Boston-based MFS, which this month agreed to pay $351 million to settle complaints of improper fund trading, was one of 14 companies reported to have paid Morgan Stanley for preferred marketing of its funds, Sun Life said in an SEC filing. Other Sun Life units are cooperating with the SEC in a probe into arrangements between brokers and fund firms, it said.
“MFS has been under investigation by the SEC relating to its directed brokerage and revenue-sharing arrangements with various distributors of its products, including Morgan Stanley,” Sun Life said in the filing.
The SEC and other regulators have been investigating the $7.4 trillion mutual fund industry since Sept. 3, when New York Attorney General Eliot Spitzer said fund firms let Canary Capital Partners LLC buy shares at prices not available to most investors.
The scrapping of the directed brokerage and so-called soft dollar arrangements could hurt Sun Life’s earnings by reducing its ability to attract and keep assets in its funds, the filing said. Fund fees are calculated as a percentage of assets under management. Sun Life, which bought MFS in 1981, said the payments the fund firm made to the regulators “will largely mitigate any damages payable” under class-action lawsuits started against the company.

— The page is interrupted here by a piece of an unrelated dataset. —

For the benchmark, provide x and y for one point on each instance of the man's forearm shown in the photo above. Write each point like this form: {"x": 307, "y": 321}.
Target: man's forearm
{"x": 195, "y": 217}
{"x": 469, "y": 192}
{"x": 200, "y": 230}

MFS, which oversees $140 billion of assets and accounted for 8.3 percent of Sun Life’s third-quarter revenue, stopped the practice of directed brokerage in November when Morgan Stanley agreed to pay $50 million to settle charges it promoted the funds of some companies in exchange for hidden payments, said Sun Life spokesman Nicholas Thomas.
David Oliveri, a spokesman for MFS, said the company hasn’t “gotten any word one way or another on what the status” of the SEC’s investigation is.
In November, Morgan Stanley said funds in its Partners Program included Aim Investments, Alliance Capital Management Holding LP, Capital Group Cos.’ American Funds, BlackRock Inc., Davis Select, Dreyfus Funds, Eaton Vance Corp., Evergreen, Fidelity Investments, Franklin Templeton, Morgan Stanley, Pacific Investment Management Co., Putnam Investments, Scudder, and Van Kampen, which also is owned by Morgan Stanley. Regulators at the time said money management companies in the program paid higher commissions to have their funds marketed. Morgan Stanley gave its brokers and branch managers increased compensation to recommend those funds, regulators said.
According to Morgan Stanley’s website yesterday, MFS and BlackRock no longer are on the list. Morgan Stanley spokeswoman Andrea Slattery couldn’t immediately be reached to comment.
All payments by Fidelity under the Morgan Stanley program came out of 12b-01 fees that were disclosed in the fund prospectuses and approved by fund boards of directors, a spokeswoman said. Chuck Freadhoff of American Funds and Chad Peterson, a spokesman at Evergreen, said the firms wouldn’t comment on legal or regulatory matters. David Bachert of Aim, John Meyers of Alliance, Lisa Gallegos of Franklin, and Mark Porterfield of PIMCO didn’t immediately return calls.
Putnam’s Sinead Martin and Brian Beades of BlackRock didn’t have immediate comment. Maureen Dempsey at Dreyfus and Scudder’s Missy DeAngelis had no comment. Officials at Davis couldn’t immediately be reached.